Equal in size to 30 football fields, FPL's Manatee Energy Storage Center battery storage system in Parrish is one of the largest in the world.
The Partly Cloudy State
The Sunshine State nickname is more buzzword than actuality — at least if your business is power generation. Central Florida has 277 days a year — 76% of the calendar — that are cloudy or partly cloudy, notes Linda Ferrone, chief consumer and marketing officer for power provider Orlando Utilities Commission. “It’s the partly cloudy state,” Ferrone says. Among large solar-power producing states, “it’s very unique to Florida.

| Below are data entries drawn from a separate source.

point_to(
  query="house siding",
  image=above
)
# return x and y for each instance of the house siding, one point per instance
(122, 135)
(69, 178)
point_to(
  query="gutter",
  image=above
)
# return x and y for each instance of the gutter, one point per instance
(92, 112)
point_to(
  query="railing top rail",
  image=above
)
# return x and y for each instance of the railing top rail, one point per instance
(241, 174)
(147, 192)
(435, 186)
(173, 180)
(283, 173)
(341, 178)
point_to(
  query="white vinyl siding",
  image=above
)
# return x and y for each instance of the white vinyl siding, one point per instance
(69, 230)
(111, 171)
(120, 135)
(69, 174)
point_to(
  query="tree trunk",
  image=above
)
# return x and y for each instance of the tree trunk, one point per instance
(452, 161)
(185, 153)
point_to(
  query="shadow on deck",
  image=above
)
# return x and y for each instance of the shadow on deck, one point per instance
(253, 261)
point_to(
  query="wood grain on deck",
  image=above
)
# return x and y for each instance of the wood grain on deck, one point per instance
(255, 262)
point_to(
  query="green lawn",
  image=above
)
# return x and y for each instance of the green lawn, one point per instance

California and Arizona don’t have these challenges.”
Solar power, Florida’s investor-owned utilities say, for the present is the most cost-efficient method of adding new power generation. But it has a different cost: Added complexity to the power grid. California and Texas have seen their power grids struggle as their shares of renewable power have grown. Florida operates differently than those states and state policy prioritizes reliability. Nevertheless, solar presents intermittency problems.
The standard utility-scale solar plant in Florida is sized just under 75 megawatts per hour. Utilities like to make that relatable to consumers, as Duke Energy did in a press release this year: “At peak output, each site will generate enough carbon-free electricity to power what would be equivalent to around 23,000 homes.” A key qualifier is “at peak output.” That new plant powers zero homes at night.

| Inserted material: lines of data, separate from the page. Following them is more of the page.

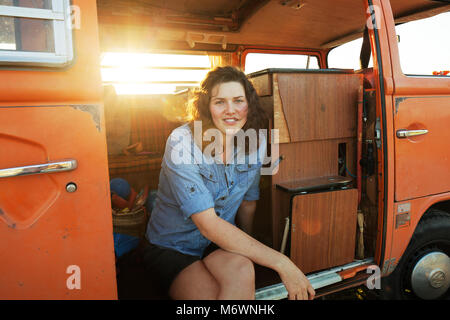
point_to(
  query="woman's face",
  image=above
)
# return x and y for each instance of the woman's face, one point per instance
(228, 107)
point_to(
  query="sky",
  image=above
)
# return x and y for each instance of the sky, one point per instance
(424, 47)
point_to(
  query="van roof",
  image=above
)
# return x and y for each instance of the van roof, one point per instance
(220, 24)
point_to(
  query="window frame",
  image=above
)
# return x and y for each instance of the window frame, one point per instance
(281, 51)
(60, 17)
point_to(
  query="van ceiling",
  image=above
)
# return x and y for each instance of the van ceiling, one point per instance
(316, 24)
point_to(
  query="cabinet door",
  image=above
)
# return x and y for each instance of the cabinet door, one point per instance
(323, 229)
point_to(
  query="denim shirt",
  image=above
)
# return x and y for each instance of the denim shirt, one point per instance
(189, 187)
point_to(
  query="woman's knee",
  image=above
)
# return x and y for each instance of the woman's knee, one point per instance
(230, 266)
(241, 267)
(194, 283)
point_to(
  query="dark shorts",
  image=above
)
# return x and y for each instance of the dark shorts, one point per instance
(164, 264)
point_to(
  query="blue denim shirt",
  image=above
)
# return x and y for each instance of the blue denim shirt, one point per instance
(186, 188)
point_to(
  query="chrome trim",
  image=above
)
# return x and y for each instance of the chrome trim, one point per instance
(51, 167)
(317, 280)
(410, 133)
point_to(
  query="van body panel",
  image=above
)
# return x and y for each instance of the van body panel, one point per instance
(47, 232)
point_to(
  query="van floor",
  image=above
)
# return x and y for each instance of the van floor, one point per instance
(134, 283)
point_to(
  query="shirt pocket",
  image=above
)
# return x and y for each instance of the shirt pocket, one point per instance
(210, 180)
(246, 174)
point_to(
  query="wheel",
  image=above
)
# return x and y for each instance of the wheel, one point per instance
(424, 269)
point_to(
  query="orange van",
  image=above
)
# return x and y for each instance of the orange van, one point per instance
(357, 194)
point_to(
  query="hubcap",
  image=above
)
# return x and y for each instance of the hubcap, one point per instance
(430, 277)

Unlike nuclear or natural-gas plants, solar plants produce near their maximum output only during part of sunny afternoons. Heat and humidity affect output. Then there are clouds. Their shadows can knock a solar plant’s production down by 70% in a couple minutes. The fluctuations happen faster than utilities are accustomed to dealing with from traditional power plants. And Florida gets both the daily variety of clouds passing over and multi-day weather events, which can knock down production for extended periods.
OUC and the University of Central Florida have been working on a camera-based technology to forecast cloud arrival and impact to help the utility plan to plug generation gaps with other power sources. Florida solar plants month-in and month-out produce in the 20-30% range of their stated capacity, according to utility filings with the state Public Service Commission.
The intermittency and volatility present challenges for running the power grid. Lakeland Electric plans to add 74.5 megawatts of solar by 2025. To address solar’s high variability, it’s adding six internal combustion engines capable of pumping out 120 megawatts of power in less than five minutes, according to its 10-year site plan filed with the state PSC.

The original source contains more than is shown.